9 de Marzo de 2002 – Sábado
Nunca
podía imaginar que por tenerme en abundancia, o por escasear en los momentos de
apuros, fuera a crear tantos problemas a pudientes y desheredados. Todos me
adoran. Los primeros, cuando me acarician en cifras altas, se creen los reyes
del mundo, y con mi peso quieren aplastar la dignidad de los más pobres. Estos,
que no me tienen, se pasan la vida pensando en cómo se harían ricos; solo para
ponerse a la altura de sus superiores, estar en situación de iguales y
tutearlos. Menos mal que eso no pasa todos los días. Pues el pobre que se hace
rico, en la mayoría de los casos, acaba desgraciando su identidad, pierde la
ilusión de ser y se convierte en esclavo de sus avaricias.
Todavía no sé qué pasa por las proximidades de mis confines.

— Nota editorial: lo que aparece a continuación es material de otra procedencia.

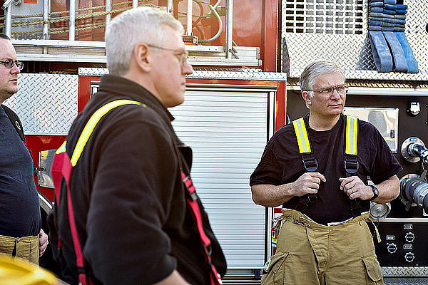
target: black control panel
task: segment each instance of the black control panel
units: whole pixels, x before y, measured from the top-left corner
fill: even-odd
[[[379,222],[377,224],[382,242],[374,242],[381,266],[427,266],[428,232],[427,222]],[[417,221],[414,219],[414,221]]]

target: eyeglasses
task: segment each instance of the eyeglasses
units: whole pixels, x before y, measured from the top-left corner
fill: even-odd
[[[174,55],[177,56],[178,61],[181,63],[182,66],[184,66],[185,63],[187,63],[188,57],[189,56],[189,53],[187,51],[181,50],[181,49],[172,49],[172,48],[162,48],[160,46],[153,46],[153,45],[148,45],[151,48],[161,49],[163,51],[172,51],[174,53]]]
[[[0,63],[4,64],[4,66],[6,67],[7,68],[13,68],[14,65],[16,65],[16,67],[18,68],[18,69],[19,69],[20,71],[21,71],[22,68],[24,68],[24,63],[22,61],[14,61],[11,59],[6,59],[4,61],[0,61]]]
[[[337,91],[339,94],[345,95],[347,93],[348,87],[345,85],[340,85],[336,87],[327,87],[321,90],[307,90],[306,91],[317,92],[320,94],[332,95],[335,90]]]

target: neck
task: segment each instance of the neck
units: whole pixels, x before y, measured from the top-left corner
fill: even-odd
[[[309,126],[315,130],[328,130],[333,128],[340,118],[340,114],[332,116],[320,116],[310,112]]]

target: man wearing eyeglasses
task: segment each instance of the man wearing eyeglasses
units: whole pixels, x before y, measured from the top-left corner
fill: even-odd
[[[272,136],[250,177],[256,204],[282,207],[263,284],[383,284],[366,220],[370,201],[398,196],[402,168],[372,125],[342,113],[345,81],[330,61],[305,68],[309,114]]]
[[[84,268],[76,266],[65,182],[49,217],[51,244],[61,247],[55,257],[71,284],[85,273],[94,284],[219,284],[213,268],[225,273],[207,214],[188,190],[194,189],[191,149],[175,135],[167,110],[184,101],[185,76],[193,73],[183,33],[172,16],[147,6],[107,26],[109,74],[65,145],[75,163],[70,196]],[[92,133],[73,162],[83,129]]]
[[[0,104],[18,92],[23,63],[9,38],[0,33]],[[41,228],[40,205],[31,156],[18,116],[0,107],[0,253],[39,264],[48,237]]]

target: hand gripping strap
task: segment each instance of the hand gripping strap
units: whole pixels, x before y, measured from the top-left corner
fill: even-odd
[[[78,274],[79,285],[91,285],[92,284],[92,281],[90,279],[86,278],[86,274],[84,268],[83,254],[80,241],[78,240],[77,228],[76,227],[76,221],[74,219],[74,212],[73,211],[73,204],[71,202],[71,193],[70,191],[70,180],[71,180],[73,167],[76,166],[77,161],[78,160],[81,152],[86,142],[88,142],[88,140],[89,140],[89,137],[92,134],[93,129],[101,118],[108,111],[116,107],[130,104],[141,105],[146,107],[146,105],[142,104],[140,102],[133,101],[131,100],[116,100],[104,105],[101,108],[97,110],[88,120],[88,123],[85,125],[85,128],[83,128],[83,130],[77,141],[77,144],[73,152],[73,155],[71,156],[71,160],[70,160],[68,155],[66,152],[66,141],[65,141],[58,149],[55,157],[54,157],[51,172],[54,184],[55,185],[55,198],[56,200],[57,207],[59,206],[60,202],[61,183],[62,177],[64,178],[67,185],[67,211],[68,214],[70,231],[71,232],[71,237],[73,239],[73,244],[74,246],[74,252],[76,254],[76,264]]]
[[[358,119],[346,116],[345,132],[345,170],[347,177],[356,175],[359,163],[357,154]],[[352,217],[361,214],[361,200],[358,198],[350,200]]]
[[[196,224],[196,228],[198,229],[198,232],[200,237],[200,244],[205,254],[205,260],[211,267],[211,272],[210,274],[210,284],[211,285],[221,285],[223,284],[223,281],[221,281],[220,274],[217,272],[215,266],[211,261],[211,241],[203,230],[200,208],[198,204],[196,189],[195,188],[195,186],[193,186],[191,178],[189,176],[187,176],[183,170],[181,171],[181,179],[188,191],[188,195],[186,200],[189,207],[190,208],[193,221],[195,222],[195,224]]]

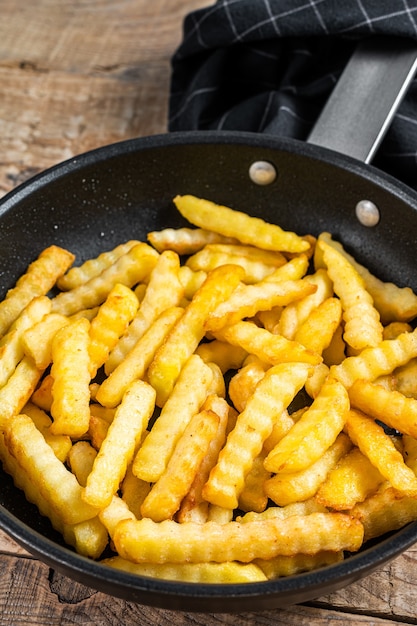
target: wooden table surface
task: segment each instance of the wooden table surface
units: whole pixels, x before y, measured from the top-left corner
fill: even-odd
[[[0,193],[59,161],[166,131],[170,57],[202,0],[0,0]],[[0,532],[0,624],[417,623],[417,547],[342,591],[259,613],[153,609],[51,571]]]

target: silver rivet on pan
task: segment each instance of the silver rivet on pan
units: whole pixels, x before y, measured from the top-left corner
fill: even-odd
[[[379,209],[371,200],[360,200],[355,208],[356,217],[363,226],[376,226],[379,222]]]
[[[270,185],[277,177],[277,171],[269,161],[255,161],[249,168],[250,179],[256,185]]]

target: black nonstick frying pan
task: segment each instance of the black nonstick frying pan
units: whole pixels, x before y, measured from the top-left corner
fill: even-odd
[[[183,224],[172,203],[176,194],[205,197],[299,234],[330,231],[380,278],[417,291],[417,193],[367,164],[414,74],[416,56],[416,46],[407,42],[362,49],[353,71],[359,90],[347,69],[307,143],[238,132],[174,133],[100,148],[33,178],[0,202],[0,296],[52,243],[68,247],[81,263],[124,240]],[[254,163],[269,164],[276,176],[269,179],[262,165],[261,174],[256,167],[253,174]],[[275,581],[162,581],[75,554],[6,474],[0,526],[34,556],[85,585],[142,604],[210,613],[313,599],[365,576],[417,540],[413,523],[342,563]]]

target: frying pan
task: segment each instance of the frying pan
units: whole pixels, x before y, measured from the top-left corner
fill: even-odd
[[[368,164],[415,70],[416,46],[397,44],[391,49],[387,42],[379,47],[372,42],[370,51],[365,46],[354,55],[353,74],[348,66],[308,142],[224,131],[158,135],[82,154],[26,182],[0,202],[1,297],[51,243],[68,247],[81,263],[124,240],[182,225],[172,203],[176,194],[230,205],[299,234],[330,231],[380,278],[417,290],[417,193]],[[355,75],[358,81],[352,80]],[[392,87],[389,96],[385,88],[380,92],[381,76],[384,87]],[[340,120],[348,120],[343,132]],[[344,148],[347,154],[340,152]],[[255,175],[254,182],[248,174],[260,162],[274,168],[270,184],[258,184],[265,179]],[[360,210],[358,219],[358,204],[371,207],[371,216],[377,209],[376,225],[366,225]],[[0,526],[50,567],[97,590],[142,604],[210,613],[311,600],[381,567],[417,540],[417,524],[409,524],[340,564],[275,581],[162,581],[75,554],[6,474],[1,475]]]

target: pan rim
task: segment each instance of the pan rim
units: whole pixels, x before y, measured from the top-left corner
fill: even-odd
[[[370,179],[377,185],[382,185],[397,197],[401,197],[414,209],[417,209],[417,192],[413,189],[372,165],[361,163],[351,157],[336,153],[332,150],[291,138],[258,133],[241,131],[186,131],[128,139],[94,148],[93,150],[58,163],[31,177],[0,199],[0,222],[5,212],[12,210],[16,202],[32,193],[34,189],[47,185],[52,180],[65,176],[70,171],[83,168],[93,161],[97,161],[97,159],[107,160],[109,158],[117,158],[121,152],[135,152],[138,148],[146,150],[167,146],[212,143],[236,143],[237,145],[249,143],[251,146],[258,146],[259,148],[280,149],[289,152],[295,151],[297,154],[317,158],[320,161],[329,162],[332,165],[342,167],[345,170]],[[264,608],[275,608],[295,604],[300,601],[312,600],[320,595],[323,591],[323,586],[328,585],[326,593],[328,589],[332,589],[331,583],[336,584],[334,580],[335,572],[337,572],[338,577],[337,585],[333,588],[340,588],[395,558],[417,540],[417,522],[414,522],[396,531],[389,538],[378,542],[375,546],[365,548],[362,552],[336,565],[277,580],[225,585],[166,581],[136,576],[107,568],[41,535],[13,515],[13,513],[3,505],[0,505],[0,527],[15,538],[18,543],[28,549],[29,552],[33,550],[34,552],[32,553],[40,560],[51,564],[65,575],[74,576],[77,580],[79,580],[77,575],[85,576],[87,570],[87,577],[92,586],[94,586],[93,581],[96,580],[108,588],[110,580],[113,580],[115,581],[114,584],[117,586],[117,591],[120,591],[119,587],[123,586],[124,589],[130,591],[133,596],[136,595],[140,597],[140,599],[133,599],[132,601],[134,602],[160,606],[161,608],[183,607],[181,610],[194,611],[201,611],[201,606],[206,603],[205,606],[207,609],[204,609],[205,612],[241,612],[242,610],[256,610],[257,601],[259,601],[259,605]],[[136,582],[137,584],[135,584]],[[83,584],[89,583],[84,582]],[[98,590],[102,590],[103,586],[98,588]],[[106,593],[110,592],[106,591]],[[146,594],[149,594],[149,597],[146,597]],[[303,594],[304,597],[302,600],[295,599],[301,597]],[[126,598],[124,593],[114,593],[114,595]],[[294,600],[292,600],[292,598],[294,598]],[[217,608],[213,604],[216,600],[223,602],[224,606]],[[281,602],[284,602],[284,604]],[[200,606],[198,606],[199,603]]]

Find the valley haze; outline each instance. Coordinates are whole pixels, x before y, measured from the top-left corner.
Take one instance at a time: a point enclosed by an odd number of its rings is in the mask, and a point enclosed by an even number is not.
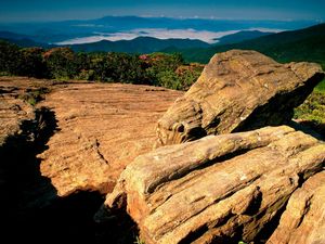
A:
[[[213,44],[218,39],[242,30],[280,33],[318,24],[312,21],[216,20],[141,16],[105,16],[95,20],[0,23],[10,31],[36,42],[69,46],[102,40],[132,40],[136,37],[193,39]],[[3,38],[3,37],[2,37]]]

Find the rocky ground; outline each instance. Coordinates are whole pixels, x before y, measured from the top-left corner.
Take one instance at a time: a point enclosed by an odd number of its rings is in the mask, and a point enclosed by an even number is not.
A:
[[[129,217],[103,226],[93,216],[127,163],[152,150],[157,119],[180,94],[146,86],[1,77],[4,230],[34,243],[48,236],[132,243],[136,228]]]
[[[325,242],[324,139],[291,121],[323,77],[240,50],[186,93],[1,77],[3,237]]]

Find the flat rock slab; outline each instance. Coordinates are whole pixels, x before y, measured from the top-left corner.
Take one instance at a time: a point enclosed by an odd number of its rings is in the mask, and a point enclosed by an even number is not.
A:
[[[157,146],[288,123],[323,79],[318,64],[280,64],[256,51],[216,54],[157,127]]]
[[[148,244],[250,242],[324,163],[325,144],[287,126],[162,146],[127,166],[96,217],[127,206]]]
[[[41,174],[61,196],[80,190],[112,191],[126,165],[152,150],[157,119],[181,94],[121,84],[55,89],[40,104],[55,113],[58,127],[39,155]]]

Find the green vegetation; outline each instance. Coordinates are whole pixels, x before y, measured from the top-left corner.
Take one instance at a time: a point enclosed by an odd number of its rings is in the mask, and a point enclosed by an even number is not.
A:
[[[0,40],[0,75],[144,84],[186,90],[203,67],[185,64],[178,53],[76,53],[69,48],[21,49]]]
[[[295,118],[325,137],[325,89],[315,89],[304,103],[295,110]]]
[[[44,94],[49,93],[48,88],[37,88],[37,89],[27,89],[24,94],[20,97],[20,99],[29,103],[31,106],[35,106],[39,101],[44,99]]]

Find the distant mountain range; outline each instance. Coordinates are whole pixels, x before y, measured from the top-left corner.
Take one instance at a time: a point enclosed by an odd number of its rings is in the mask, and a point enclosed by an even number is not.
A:
[[[205,49],[169,49],[165,51],[181,52],[185,60],[191,62],[208,63],[214,53],[231,49],[256,50],[280,62],[318,62],[325,68],[325,24],[262,36],[238,43],[216,44]]]
[[[35,42],[53,44],[89,37],[105,37],[107,40],[113,40],[113,38],[119,36],[127,36],[129,40],[139,36],[148,36],[160,39],[191,38],[207,41],[206,39],[209,39],[210,36],[212,39],[213,36],[220,38],[221,36],[231,34],[229,31],[234,30],[262,30],[274,33],[278,30],[299,29],[315,24],[317,24],[315,21],[236,21],[105,16],[88,21],[0,23],[0,30],[24,35],[27,39]],[[165,38],[158,36],[161,31],[166,31],[169,36]]]
[[[234,43],[242,40],[251,39],[255,37],[270,35],[270,33],[261,33],[257,30],[251,31],[239,31],[236,34],[224,36],[218,39],[218,44]],[[193,49],[193,48],[209,48],[211,44],[202,40],[195,39],[158,39],[153,37],[138,37],[132,40],[119,40],[109,41],[102,40],[92,43],[82,44],[67,44],[67,46],[55,46],[36,42],[29,39],[27,35],[15,34],[11,31],[0,31],[0,39],[8,40],[12,43],[16,43],[24,48],[29,47],[42,47],[42,48],[54,48],[54,47],[69,47],[74,51],[82,52],[127,52],[127,53],[152,53],[164,50],[181,50],[181,49]]]
[[[52,48],[28,39],[28,35],[11,31],[0,31],[0,38],[17,43],[22,47]],[[282,31],[277,34],[256,30],[239,31],[219,38],[217,43],[209,44],[192,39],[157,39],[153,37],[138,37],[132,40],[99,41],[94,43],[68,46],[75,51],[115,51],[129,53],[180,52],[188,62],[208,63],[218,52],[231,49],[250,49],[262,52],[278,62],[310,61],[318,62],[325,68],[325,24],[308,28]]]

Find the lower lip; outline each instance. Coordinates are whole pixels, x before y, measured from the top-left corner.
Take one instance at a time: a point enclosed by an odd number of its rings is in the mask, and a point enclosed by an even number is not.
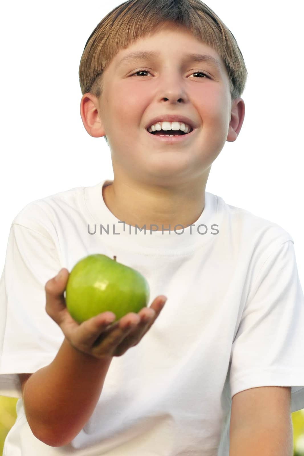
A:
[[[145,130],[146,133],[149,135],[149,136],[152,138],[154,138],[157,141],[160,141],[161,142],[169,143],[169,144],[175,144],[175,143],[181,142],[183,141],[186,141],[187,140],[191,138],[193,135],[195,131],[196,131],[197,129],[194,129],[190,133],[187,133],[187,135],[177,135],[176,136],[158,136],[157,135],[152,135],[152,133],[149,133],[147,130]]]

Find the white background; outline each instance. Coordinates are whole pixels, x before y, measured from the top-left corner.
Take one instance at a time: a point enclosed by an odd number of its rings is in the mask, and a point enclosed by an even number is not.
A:
[[[25,206],[113,178],[105,140],[82,124],[78,72],[89,36],[121,3],[3,4],[1,271],[11,222]],[[242,130],[214,162],[206,190],[288,231],[304,288],[301,7],[296,0],[288,8],[264,0],[206,3],[235,37],[249,77]]]

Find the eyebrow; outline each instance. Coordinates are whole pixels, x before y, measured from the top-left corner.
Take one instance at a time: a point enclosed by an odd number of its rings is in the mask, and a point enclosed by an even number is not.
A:
[[[155,57],[159,57],[160,53],[153,51],[138,51],[130,52],[119,60],[117,64],[117,67],[120,67],[127,62],[135,63],[138,60],[147,60],[149,59],[155,58]],[[222,67],[220,62],[210,54],[186,54],[184,57],[184,60],[191,62],[205,62],[219,71],[222,71]]]

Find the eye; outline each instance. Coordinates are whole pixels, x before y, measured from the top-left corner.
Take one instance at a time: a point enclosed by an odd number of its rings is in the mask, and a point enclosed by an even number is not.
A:
[[[148,71],[148,70],[143,70],[143,69],[139,70],[138,71],[136,71],[135,73],[133,73],[133,74],[131,74],[130,76],[135,76],[135,75],[137,74],[138,73],[150,73],[150,72]],[[203,71],[195,71],[194,73],[192,73],[191,74],[202,74],[203,76],[206,76],[206,78],[208,78],[208,79],[211,79],[211,78],[210,78],[210,76],[209,76],[206,73],[204,73]],[[150,73],[150,74],[151,74],[151,73]]]

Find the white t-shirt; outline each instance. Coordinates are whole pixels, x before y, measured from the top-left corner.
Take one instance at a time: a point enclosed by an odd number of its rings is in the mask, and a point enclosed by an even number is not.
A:
[[[290,412],[304,408],[294,241],[208,192],[191,227],[145,233],[107,207],[102,186],[112,181],[32,202],[12,223],[0,282],[0,394],[20,399],[4,456],[228,456],[236,393],[291,386]],[[50,364],[64,339],[45,311],[46,283],[95,253],[144,275],[148,306],[168,300],[139,343],[113,358],[83,428],[53,447],[28,425],[17,374]]]

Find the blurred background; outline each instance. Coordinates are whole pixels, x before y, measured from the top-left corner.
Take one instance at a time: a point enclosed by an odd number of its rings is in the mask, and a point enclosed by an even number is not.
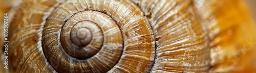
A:
[[[18,7],[18,6],[22,3],[23,0],[0,0],[0,46],[2,47],[2,46],[4,45],[4,13],[9,13],[10,12],[13,12],[13,11],[15,11],[16,9],[17,9],[17,7]],[[218,1],[218,0],[217,0]],[[236,1],[236,0],[234,0]],[[243,0],[241,0],[243,1]],[[252,26],[252,27],[255,27],[256,26],[256,24],[255,23],[255,22],[256,21],[256,0],[246,0],[244,1],[245,2],[245,4],[244,5],[244,7],[245,8],[245,10],[246,10],[246,12],[248,14],[244,14],[243,15],[246,15],[249,16],[249,18],[248,19],[251,19],[252,21],[252,22],[251,22],[250,25],[250,25],[249,26]],[[225,4],[224,6],[225,6]],[[232,7],[232,6],[230,6],[230,7]],[[248,9],[247,9],[248,8]],[[248,10],[247,10],[248,9]],[[240,10],[240,9],[237,9],[237,10]],[[242,9],[243,10],[243,9]],[[247,11],[248,10],[248,11]],[[8,15],[13,15],[11,13],[9,13]],[[243,15],[243,14],[242,14]],[[240,16],[239,15],[236,15],[237,16]],[[236,16],[236,15],[234,15]],[[11,19],[11,16],[10,16],[8,18],[9,18],[9,20]],[[237,17],[241,17],[241,16],[237,16]],[[243,16],[242,16],[243,17]],[[237,19],[239,20],[239,19],[239,19],[239,18],[237,18]],[[10,21],[10,20],[9,20]],[[250,21],[250,20],[249,20]],[[227,21],[227,22],[232,22],[234,21]],[[225,25],[225,23],[222,23],[223,25]],[[244,24],[244,25],[247,25],[247,24]],[[10,25],[9,25],[10,26]],[[224,26],[225,27],[225,26]],[[238,27],[241,27],[241,26],[238,26]],[[251,28],[252,29],[253,28],[256,28],[256,27],[253,27]],[[240,29],[241,30],[241,29]],[[249,32],[251,33],[245,33],[245,34],[251,34],[251,35],[255,35],[256,33],[256,31],[246,31],[246,30],[247,29],[244,29],[244,30],[238,30],[238,31],[245,31],[245,32]],[[252,29],[252,30],[253,30],[255,31],[255,29]],[[236,33],[236,32],[235,32]],[[236,36],[228,36],[228,37],[236,37]],[[239,36],[240,37],[240,36]],[[227,37],[229,38],[229,37]],[[234,38],[234,39],[232,40],[236,40],[237,39],[239,39],[239,37],[236,37]],[[223,61],[218,61],[216,60],[212,60],[212,61],[217,61],[218,62],[212,62],[214,63],[212,64],[216,65],[216,66],[213,66],[212,69],[211,69],[212,72],[221,72],[222,71],[225,70],[223,69],[225,69],[225,68],[231,68],[231,69],[228,69],[228,72],[256,72],[256,41],[255,41],[255,37],[251,37],[251,38],[248,38],[246,39],[244,39],[243,42],[241,42],[242,44],[243,44],[244,46],[247,46],[247,45],[249,45],[249,47],[251,47],[250,48],[252,48],[250,50],[250,52],[244,52],[245,53],[246,53],[244,54],[243,54],[242,56],[241,56],[241,57],[239,57],[239,58],[227,58],[227,59],[229,59],[230,61],[234,61],[234,62],[228,62],[227,64],[232,64],[231,65],[225,65],[223,62],[226,62],[226,61],[228,61],[228,60],[223,60]],[[226,40],[226,41],[229,41],[228,40]],[[241,43],[241,42],[240,42]],[[236,43],[237,44],[237,43]],[[218,43],[218,44],[219,44]],[[10,46],[10,45],[9,45]],[[241,48],[244,48],[243,47],[247,47],[247,46],[242,46]],[[222,47],[223,48],[232,48],[232,47]],[[4,48],[3,47],[0,47],[1,48],[1,50],[0,50],[0,72],[6,72],[8,71],[7,69],[6,69],[4,68],[5,66],[3,62],[3,59],[4,58],[5,55],[3,54],[3,50]],[[215,48],[211,48],[211,52],[212,53],[212,55],[215,55],[215,57],[212,57],[213,58],[215,58],[217,56],[219,56],[218,54],[219,52],[217,52],[216,50],[215,50]],[[232,53],[231,50],[229,50],[229,49],[226,49],[226,52],[228,52],[230,51],[230,53]],[[238,50],[238,51],[239,50]],[[225,51],[223,51],[225,52]],[[230,53],[222,53],[221,54],[226,54],[226,55],[223,55],[225,56],[232,56],[233,55]],[[237,54],[236,54],[237,55]],[[216,56],[215,56],[216,55]],[[232,60],[234,61],[232,61]],[[219,65],[218,63],[220,63],[220,64],[223,64],[222,65]],[[230,63],[233,63],[232,64],[230,64]],[[232,67],[226,67],[226,66],[232,66]]]

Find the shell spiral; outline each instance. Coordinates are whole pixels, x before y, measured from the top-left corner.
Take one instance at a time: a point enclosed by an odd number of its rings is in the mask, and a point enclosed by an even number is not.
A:
[[[241,56],[226,58],[215,50],[241,45],[223,45],[222,34],[236,31],[217,23],[231,16],[218,18],[225,7],[214,1],[25,0],[10,27],[10,71],[220,72],[219,66],[230,67],[218,65],[222,61]],[[244,53],[254,47],[234,48]],[[246,54],[240,53],[235,52]]]

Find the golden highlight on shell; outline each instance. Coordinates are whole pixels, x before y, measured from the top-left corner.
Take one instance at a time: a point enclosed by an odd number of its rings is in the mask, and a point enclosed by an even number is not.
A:
[[[0,7],[1,22],[10,15],[1,72],[256,72],[256,23],[246,1],[19,2]]]

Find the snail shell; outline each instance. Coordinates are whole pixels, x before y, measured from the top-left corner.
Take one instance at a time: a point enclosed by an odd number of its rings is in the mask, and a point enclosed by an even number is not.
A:
[[[256,37],[244,4],[231,0],[25,0],[10,27],[10,71],[230,71],[256,48],[241,47],[241,39]]]

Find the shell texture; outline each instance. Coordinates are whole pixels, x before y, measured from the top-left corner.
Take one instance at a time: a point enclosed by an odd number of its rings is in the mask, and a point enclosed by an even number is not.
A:
[[[18,8],[10,72],[256,71],[256,25],[243,1],[24,0]]]

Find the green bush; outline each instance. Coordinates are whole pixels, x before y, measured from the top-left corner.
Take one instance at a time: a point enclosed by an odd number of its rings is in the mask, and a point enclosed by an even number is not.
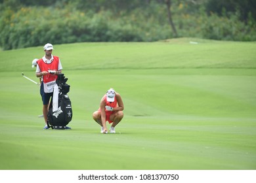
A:
[[[14,1],[14,0],[13,0]],[[15,1],[14,1],[14,2]],[[47,42],[157,41],[172,38],[166,7],[152,3],[133,10],[96,12],[74,8],[72,4],[50,7],[0,6],[0,47],[11,50],[37,46]],[[171,7],[173,19],[180,37],[255,41],[256,24],[249,14],[245,24],[239,13],[219,16],[207,15],[189,5]]]

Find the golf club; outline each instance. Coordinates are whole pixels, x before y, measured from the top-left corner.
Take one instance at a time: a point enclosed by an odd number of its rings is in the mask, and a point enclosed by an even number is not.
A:
[[[37,85],[39,85],[39,86],[40,85],[39,83],[37,83],[37,82],[36,82],[35,81],[34,81],[34,80],[32,80],[32,79],[28,78],[27,76],[26,76],[23,73],[22,73],[22,76],[24,76],[25,78],[28,79],[30,81],[32,81],[32,82],[33,82],[33,83],[35,83],[36,84],[37,84]],[[42,114],[42,115],[39,115],[39,116],[38,116],[38,118],[43,118],[43,114]]]
[[[25,78],[28,79],[30,81],[32,81],[32,82],[33,82],[33,83],[35,83],[35,84],[37,84],[37,85],[40,85],[39,83],[37,83],[37,82],[36,82],[35,81],[34,81],[34,80],[32,80],[32,79],[28,78],[27,76],[26,76],[23,73],[22,73],[22,76],[24,76]]]

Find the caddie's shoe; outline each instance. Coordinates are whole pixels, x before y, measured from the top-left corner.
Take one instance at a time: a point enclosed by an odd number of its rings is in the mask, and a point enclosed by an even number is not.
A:
[[[43,127],[43,129],[49,129],[49,127],[47,125],[45,125],[45,127]]]
[[[114,127],[110,127],[110,133],[116,133],[115,128]]]
[[[68,127],[68,126],[65,126],[64,127],[64,129],[71,129],[71,127]]]

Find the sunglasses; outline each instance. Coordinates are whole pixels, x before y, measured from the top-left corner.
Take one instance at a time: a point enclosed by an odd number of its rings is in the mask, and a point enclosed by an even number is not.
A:
[[[107,92],[107,93],[109,93],[109,94],[110,94],[110,93],[112,93],[112,94],[115,94],[115,92],[114,92],[114,91],[108,91]]]

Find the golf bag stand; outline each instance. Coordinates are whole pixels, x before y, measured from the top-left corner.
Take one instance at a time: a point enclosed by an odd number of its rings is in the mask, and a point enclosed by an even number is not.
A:
[[[72,119],[71,101],[67,94],[70,92],[70,86],[66,83],[67,80],[68,78],[65,78],[64,74],[58,75],[56,80],[58,88],[58,110],[53,111],[53,106],[50,106],[47,114],[48,127],[65,129],[65,127]]]

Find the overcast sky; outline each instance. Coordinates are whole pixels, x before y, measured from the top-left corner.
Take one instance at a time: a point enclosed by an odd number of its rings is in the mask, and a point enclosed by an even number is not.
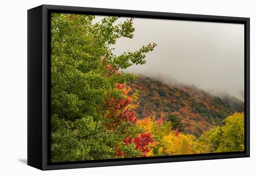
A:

Ahora me fijo y cuento algo.
Ya dije ayer que los quehaceres en estas cuatro paredes son
muy aburridos. Hoy está todo muy revuelto, pero eso no divierte. Los gestores
de clientes deben haber llamado a los titulares de algún fondo para que lo cancelen
e inviertan en otro depósito; no será el que más rente al ahorrador, sino el
que más convenga al amo. Eso no se dice. Habrá que venderlo como sea. Pero como
sea será difícil. Pues ya he visto y oído cómo algún cliente —más de uno— ha
protestado levantando la voz porque sus millones (eran pesetas) no han ganado
lo que le dijeron. El que acaba de salir se quejaba de que pierde en todo: en
aquellas acciones que le vendieron, a traición, como buenas; en el plan de
pensiones, que le aseguraron sería la panacea de su vejez; en una banasta de
fondos, que era lo mejor que había, y hasta llevaba un seguro dentro. Todos
igual, pero todos tragan y vuelven a fiarse de la seriedad de quienes les
atienden, que es lo más valioso de este negocio monetario, tan sucio siempre.
Un empleado del departamento de riesgos ha salido al
registro. Ha comprobado la propiedad del solicitante de un préstamo. Todo está
en regla, aunque pendiente de inscribir la cancelación, reciente, de una
hipoteca. Viene contando que el fulanito, el empleado que le ha atendido, al
que todos conocen, está irreconocible. Es un chaval joven que ha perdido más de
veinte kilos, no porque tuviese problemas de salud sino por estética. Se veía
feo de gordo. Hay que ver el hambre que pasa la gente para gustar a los demás.
Esto lo digo yo.
Los jefes también andan locos y amargan la vida a los
currantes. Quieren que además de captar dinero hagan seguros de hogar. Pocos
saben cómo se come eso. ¡Ya ves! Los agentes de seguros, los de verdad, emplean
una buena parte de su tiempo en formarse. Ya me dirán qué explicaciones puede
dar un bancario, sin ninguna formación específica, a un futuro asegurado. Qué
falta de responsabilidad, la de los altos cargos. Con tal de trincar.